Paul Johnson Managing Director / Lead code monkey, Rubicon Development

1,219 2,667 2.2
Can't disagree with anything he said, and that's a damned shame for both the companies involved and the punters on the receiving end.

Looking at our own earnings, it's almost perfectly the case that the bigger the game we made, the less money it earned - and not as a proportion but an absolute. So there is actual real world pressure here just to knock out shite app after shite app and simply hope for the best. There's only so long you can resist that fact on moral grounds, especially if your mortgage depends on it.

Posted:A year ago

#1

Pete Leonard , Amiqus

41 20 0.5
Sorry about that Paul. Pretty clear from previous posts and your efforts (and love for!) GLWG that the approach you mention is not one you want to take, but may have to commercially potentially? Where do you think this is going to leave the industry in the next few years?
The barrier to entry is so low that enthusiasts can make a break and form their own company and if the product is quality then it can be very rewarding - Tom Francis and White Paper Games are two very pertinent examples.

However it cannot be ignored that there are simply too many mouths to feed right now - and that can only go one way.

Posted:A year ago

#2

Paul Johnson Managing Director / Lead code monkey, Rubicon Development

1,219 2,667 2.2
Actually, we're still full time developing Combat Monsters at the moment - our biggest title by bloody miles and also our poorest earner by miles. I admit that this makes as much commercial sense as its lack of audience does (to me), but I'm determined not to end my career making shite.

Of course, the eventual outcome here may not be down to me!

EDIT: Sorry, forgot to actually answer your question:
Where do you think this is going to leave the industry in the next few years?
It's not about "in a few years" imo.
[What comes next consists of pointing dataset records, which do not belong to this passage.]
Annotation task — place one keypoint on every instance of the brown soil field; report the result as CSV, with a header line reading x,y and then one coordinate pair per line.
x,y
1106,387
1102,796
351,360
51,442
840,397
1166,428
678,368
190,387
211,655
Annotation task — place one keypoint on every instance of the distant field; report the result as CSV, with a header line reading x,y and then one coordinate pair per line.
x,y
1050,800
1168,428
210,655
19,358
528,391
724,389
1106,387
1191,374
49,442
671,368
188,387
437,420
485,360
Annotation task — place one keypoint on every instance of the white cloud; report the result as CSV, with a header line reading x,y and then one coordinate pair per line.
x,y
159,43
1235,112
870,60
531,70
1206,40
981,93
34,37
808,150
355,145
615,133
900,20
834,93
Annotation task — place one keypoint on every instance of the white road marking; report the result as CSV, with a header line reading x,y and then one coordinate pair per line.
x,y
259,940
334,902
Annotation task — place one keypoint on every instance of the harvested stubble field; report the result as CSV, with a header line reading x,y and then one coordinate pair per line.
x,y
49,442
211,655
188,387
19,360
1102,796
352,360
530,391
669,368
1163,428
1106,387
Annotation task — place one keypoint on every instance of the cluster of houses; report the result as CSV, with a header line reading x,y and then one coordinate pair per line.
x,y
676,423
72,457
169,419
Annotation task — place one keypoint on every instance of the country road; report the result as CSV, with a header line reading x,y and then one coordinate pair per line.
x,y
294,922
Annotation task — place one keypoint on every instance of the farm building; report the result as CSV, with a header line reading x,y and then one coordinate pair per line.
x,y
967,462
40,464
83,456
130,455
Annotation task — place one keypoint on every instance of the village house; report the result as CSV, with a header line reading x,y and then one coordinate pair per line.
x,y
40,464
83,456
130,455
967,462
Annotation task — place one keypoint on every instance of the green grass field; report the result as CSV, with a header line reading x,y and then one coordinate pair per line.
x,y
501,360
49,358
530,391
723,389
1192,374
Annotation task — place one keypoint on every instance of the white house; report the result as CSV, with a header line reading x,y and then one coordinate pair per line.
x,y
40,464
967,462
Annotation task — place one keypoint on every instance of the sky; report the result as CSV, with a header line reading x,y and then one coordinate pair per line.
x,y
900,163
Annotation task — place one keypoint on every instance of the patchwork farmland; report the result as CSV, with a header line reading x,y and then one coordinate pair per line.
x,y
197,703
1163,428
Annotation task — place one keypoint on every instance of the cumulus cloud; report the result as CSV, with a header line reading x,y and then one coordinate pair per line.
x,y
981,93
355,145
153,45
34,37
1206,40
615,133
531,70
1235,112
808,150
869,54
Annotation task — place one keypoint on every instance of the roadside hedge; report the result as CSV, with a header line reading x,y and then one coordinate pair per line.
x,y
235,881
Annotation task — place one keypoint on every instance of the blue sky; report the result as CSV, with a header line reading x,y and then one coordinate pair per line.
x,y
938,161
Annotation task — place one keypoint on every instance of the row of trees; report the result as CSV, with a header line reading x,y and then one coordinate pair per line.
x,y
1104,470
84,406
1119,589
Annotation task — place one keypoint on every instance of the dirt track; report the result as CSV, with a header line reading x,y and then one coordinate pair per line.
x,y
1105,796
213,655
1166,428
It's here now and cannot get any worse for small indies on any platform, it's just that many have not had the balls to say it out loud to themselves yet.

We (indies) had a good run for a while, but the party is well and truly over. In short, a good mobile game that doesn't go meteoric won't even pay the UK minimum wage to its developers for the time it took to make it. Anyone starting up in the market now, without massive marketing muscle, isn't looking "cool and right on" anymore, they just look naieve.

Sorry that was a bit bleak. I don't really do pie-eyed dreamer stuff, too old.

Edited 1 times. Last edit by Paul Johnson on 20th March 2015 9:26pm

Posted:A year ago

#3

Craig Page El Presidente, Awesome Enterprises

509 348 0.7
What's so wrong with making sequels? Just hire on more people so you can do your sequel and new IP at the same time.

Posted:A year ago

#4

Chris Payne Managing Director & Founder, Quantum Soup Studios

181 624 3.4
Just a pair of polarized glasses and people didn't use it because it wasn't worth the trouble. The content difference was there.
I strongly disagree with this particular comment. It's not just a pair of glasses, it's a whole new TV - a product which most people only buy once a decade and had only recently upgraded to an HD flatscreen at the time 3D was being pushed. And the content difference is subtle enough that you can remove the stereoscopic effect and still have a perfectly good movie.

VR certainly has a high barrier to entry, but the content difference is a bigger step up than we've ever seen in the history of the industry. It just has to work. So yeah, I do agree with him that they should take their time with the hardware...

And as for not being able to play it while minding the kids...big deal. There are dozens of 15/18 rated games you can't play in front of the kids, I don't see that affecting their sales. Wait 'til the kids are in bed!